Mr Coward said: ‘My wife and I were watching television during the storm. We heard a crash and just thought it was thunder, but it was in fact the rear wall collapsing. Suddenly, a wall of water hit the house. It was like a tsunami.

Simon Coward outside his flooded house

‘In no time at all, it was right up to my shoulders. It picked up our washing machine and pushed it 15 feet from the kitchen into the hallway.

Mr Coward believes that the cultivation of the field by the Jersey Royal Company left the soil exposed to the flood and caused it to cascade down the field with the water, building up pressure against the wall.

He is still working to clear his house of mud and will now have to strip the walls and fixtures in the ground floor of the house beforebeginning to repair the property.

Ian Le Brun, land manager for the Jersey Royal Company, said that the firm strived to please all people in properties surrounding their fields.

He said: ‘We saw an unprecedented amount of rain fall in a short space of time in an isolated area.

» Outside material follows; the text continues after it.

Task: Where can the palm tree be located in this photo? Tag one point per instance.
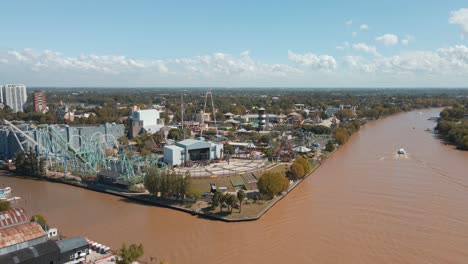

This was a one-off, an absolute freak of nature.

‘We have farmed the land above his property for about five years and we have never had a problem. We are a caring company,and on the night of the storm we had teams of people out clearing floods. That is the nature of what we do.’

Graeme Stokes, director of health and safety for the company, claimed that a loss adjuster who had inspected the property said that the company were not to blame.

‘She said it was an act of god,’ said Mr Stokes. ‘The house is located directly at the bottom of a valley. It is actually in Jersey law that it is up to the land owner to handle the water which falls on their property. Apart from a one-centimetre-diameter pipe, there is nothing there.’